Honk for Team USA and Happy Canada Day!
Happy Birthday, Canada! As of July 1, 2019, the J-Bs have camped 19 of 30 days on the road including Teton, Yellowstone, Glacier, Banff and Jasper. Our sense of adventure is waning ...or soggy and growing mold from damp, cold camping through the month of June. We yearn for sunshine and dry as we depart the Canadian Rockies and, fortunately, Prince George and Terrace have the answer. (Smithers, on the other hand, was a hot, I mean wet, and sloppy, albeit beautiful and yummy, mess.)

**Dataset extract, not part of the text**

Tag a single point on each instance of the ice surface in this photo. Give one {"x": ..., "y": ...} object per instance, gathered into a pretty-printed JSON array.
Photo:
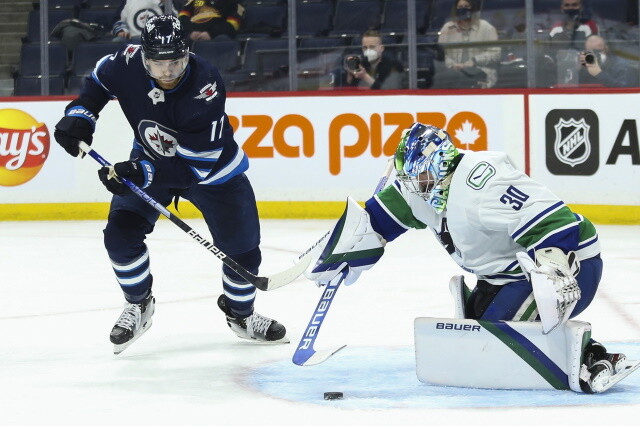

Reservations at Woodhouse Cottages and Ranch were made long before launch in anticipation of a July 5th ferry departure from Prince Rupert. At first glance, Prince George didn't seem to merit a stop but after a three day stay we found everything we needed, and we needed a lot: Costco, a new bike rack, bike maintenance, a soft bed with solid walls and a roof. Added bonus, Prince George is home to the best bookstore we encountered along all 8,000 miles of our adventure to Alaska.

Books & Company in Prince George: the best bookstore of the trip!
Woodhouse Cottages and Ranch was a surprising and wonderful treat- welcoming, quiet, artistic and unique- complete with horses, a puppy, a pool and a TV (to watch the U.S. women's soccer team in the World Cup).

Nora the St. Bernard puppy
Chatting with the locals
The drive from Prince George to Smithers was...interesting. Woodhouse is past Prince George heading West on the Yellowhead Highway and we neglected to address the gas-guzzling requirements of our bursting-at-the-seams, trailer-pulling XC60 in Prince George. By the time we realized we were low, it was too late to turn back. There must be a gas station within a few miles, right? Ha! Carefully we eyed our fuel economy as we pulled our tiny trailer over the rolling hills of the Yellowhead Highway, holding up the local traffic, semi trucks and fellow travelers alike. With white knuckles, we pulled into the Vanderhoof Chevron and breathed a sigh of relief.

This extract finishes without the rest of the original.